Y como muestra, un botón: en las zonas rurales de Rumania, en estas horas en que el almanaque quema su última hoja, las muchachas solteras suelen caminar hacia un pozo de agua, encender una vela y mirar en el espejo de agua. Allí, dicen, se refleja el rostro de su futuro esposo. Acá en Mendoza, se hacía con un fuentón de agua...
Están los que esperan las 12 en punto parados sobre el pie derecho, para seguir así todo el año; los que además cargan un bolso o mochila y dan una vuelta completa a la mesa para viajar.
Con más fama, el ritual de las 12 uvas que se colocan en un pequeño frutero delante de cada comensal en la cena de año viejo (España). Doce segundos antes de la medianoche, con cada campanada, se comen una a una las uvas mientras se "visualiza" todo lo que se desea alcanzar en el año que se inicia.
Hay otros ritos más extraños y de cuya eficacia no se puede dar pruebas. En algunos países latinoamericanos suelen usar ropa interior amarilla, en casi todo el mundo rosa, y otros suben y bajan escaleras tan rápido como pueden...
Eso no es todo, se suele recibir el año nuevo con dinero dentro de los zapatos pues, según dicen, trae prosperidad económica. También favorece al progreso personal poner un anillo de oro en la copa de espumante.
Los amantes de los símbolos, en cambio, encienden velas y piden deseos. Las azules traen la paz; las amarillas, abundancia; las velas rojas simbolizan la pasión; las verdes, salud; y las naranjas, inteligencia, aunque no conviene prenderlas todas juntas, porque se rechazan.
Como se supone estos rituales, risibles en muchos casos, son apenas una sombra deformada de las ceremonias que los antiguos pergeñaron cuando descubrieron los ciclos de la vida.
Más tarde o más temprano todos los pueblos repararon en que las estaciones solares se repetían y al frío sucedía el calor y los cultivos volvían a crecer.
Hace 4.000 años los babilonios decidieron que esta reinstauración del ciclo vital bien merecía una celebración. Ellos instituyeron, vaya a saber por qué, que esta festividad debía durar 11 días. Seguramente fueron los mejores finales de año de la historia de la humanidad.
Pero sería el emperador Julio César el que decretaría que el mes dedicado a Jano (de donde proviene enero) sería el primero del año, por lo tanto ubicaría el festejo en el primer día de ese primer mes. Cuando se adoptó el calendario gregoriano la fiesta de año nuevo comenzó a festejarse el mismo día en todo Occidente.

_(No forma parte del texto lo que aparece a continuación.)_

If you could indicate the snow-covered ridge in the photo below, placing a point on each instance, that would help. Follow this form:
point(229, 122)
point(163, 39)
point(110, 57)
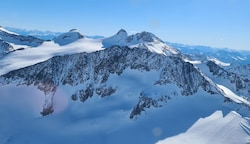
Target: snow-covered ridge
point(47, 50)
point(144, 39)
point(229, 94)
point(17, 39)
point(69, 37)
point(215, 128)
point(3, 29)
point(218, 62)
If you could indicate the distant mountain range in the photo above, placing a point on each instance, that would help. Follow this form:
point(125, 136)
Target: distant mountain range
point(120, 89)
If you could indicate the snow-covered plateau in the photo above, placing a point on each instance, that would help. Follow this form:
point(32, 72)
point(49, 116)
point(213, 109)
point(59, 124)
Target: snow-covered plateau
point(121, 89)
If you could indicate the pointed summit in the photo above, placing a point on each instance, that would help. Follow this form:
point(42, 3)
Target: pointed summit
point(144, 39)
point(122, 32)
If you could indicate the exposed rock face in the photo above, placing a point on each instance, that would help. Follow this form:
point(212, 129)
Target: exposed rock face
point(94, 70)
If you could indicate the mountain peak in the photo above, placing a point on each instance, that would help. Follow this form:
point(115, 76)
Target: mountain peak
point(122, 32)
point(68, 37)
point(144, 39)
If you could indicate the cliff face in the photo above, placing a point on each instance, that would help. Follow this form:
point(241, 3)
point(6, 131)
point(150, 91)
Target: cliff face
point(93, 70)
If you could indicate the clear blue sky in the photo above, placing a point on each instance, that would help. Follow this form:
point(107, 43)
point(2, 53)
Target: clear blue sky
point(217, 23)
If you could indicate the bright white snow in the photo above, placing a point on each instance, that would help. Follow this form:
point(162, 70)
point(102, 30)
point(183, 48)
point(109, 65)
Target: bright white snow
point(215, 129)
point(229, 94)
point(30, 56)
point(218, 62)
point(3, 29)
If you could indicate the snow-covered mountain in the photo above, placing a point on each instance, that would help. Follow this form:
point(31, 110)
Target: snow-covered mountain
point(44, 35)
point(17, 39)
point(142, 40)
point(120, 89)
point(232, 128)
point(228, 56)
point(67, 38)
point(5, 48)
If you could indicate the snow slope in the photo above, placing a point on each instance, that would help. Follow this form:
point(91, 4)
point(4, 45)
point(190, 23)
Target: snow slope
point(216, 129)
point(27, 57)
point(142, 40)
point(100, 120)
point(229, 94)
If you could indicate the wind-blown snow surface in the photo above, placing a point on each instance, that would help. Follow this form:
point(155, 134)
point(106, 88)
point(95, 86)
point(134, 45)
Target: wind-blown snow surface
point(27, 57)
point(102, 120)
point(215, 129)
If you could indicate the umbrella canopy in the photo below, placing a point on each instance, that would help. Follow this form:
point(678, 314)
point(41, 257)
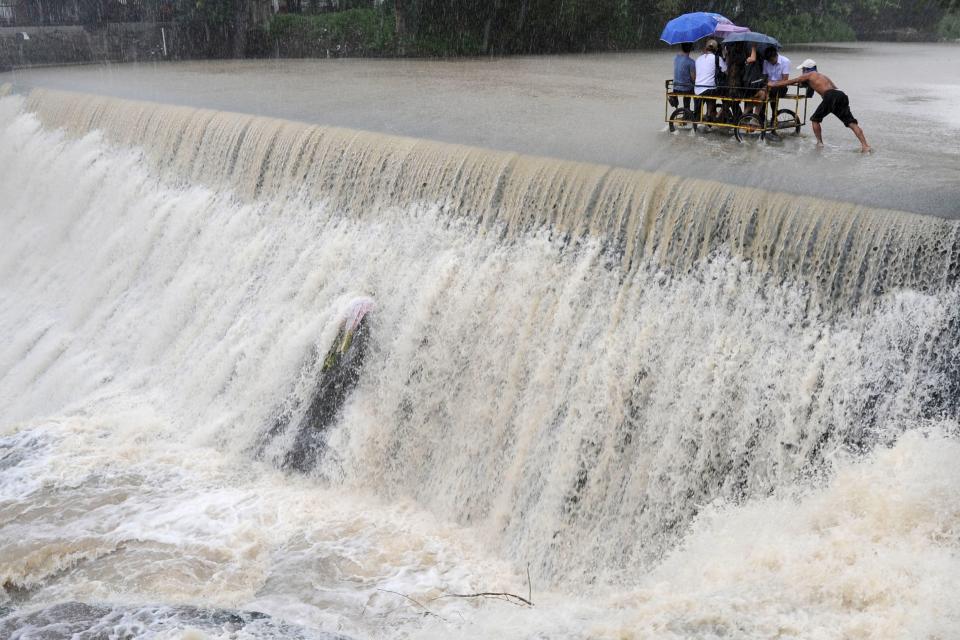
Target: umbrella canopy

Es sabido que tanto babilonios como romanos parecían comulgar con el credo del popular cantante Alberto Castillo: “Tres cosas hay en la vida: salud, dinero y amor”. Desde entonces hasta hoy, estos tres deseos se apersonan cuando las copas hacen chin chin.
Cada país asocia este pasaje, pagano por cierto, con la pagana costumbre de comer y beber. Sin embargo, sigue sorprendiendo ciertos ritos difíciles de asociar con las tradiciones.
En Alemania desafían al destino mediante una ceremonia que denominan bleiglessen, que consiste en develar el futuro con una barra de plomo que se funde hasta hacerse líquida.
Las gotas plateadas se vierten en un vaso cuando despunta el alba. El plomo líquido se solidifica y alcanza formas extrañas en las que es posible -aseguran- predecir el mañana.
Más divertida -y peligrosa- es la costumbre escocesa de lanzar, a la medianoche, un barril con pasto ardiendo calle abajo. Este fuego permite “abrir el paso” para el año nuevo.
Entre las muchas ceremonias, sin embargo, quién no se queda con la del rito Umbanda que en todo Brasil se tributa a Lemanjá, la diosa del mar.
Miles de fieles y curiosos lanzan al mar, desde la costa, sus barquitos de madera con flores, una vela encendida, y los despiden con cantos y bailes y mucha esperanza.
Algunos rezan, todos celebran. Así, la primera noche del nuevo año nace iluminada por una lluvia de estrellas que descansan sobre la mansa cresta de las olas.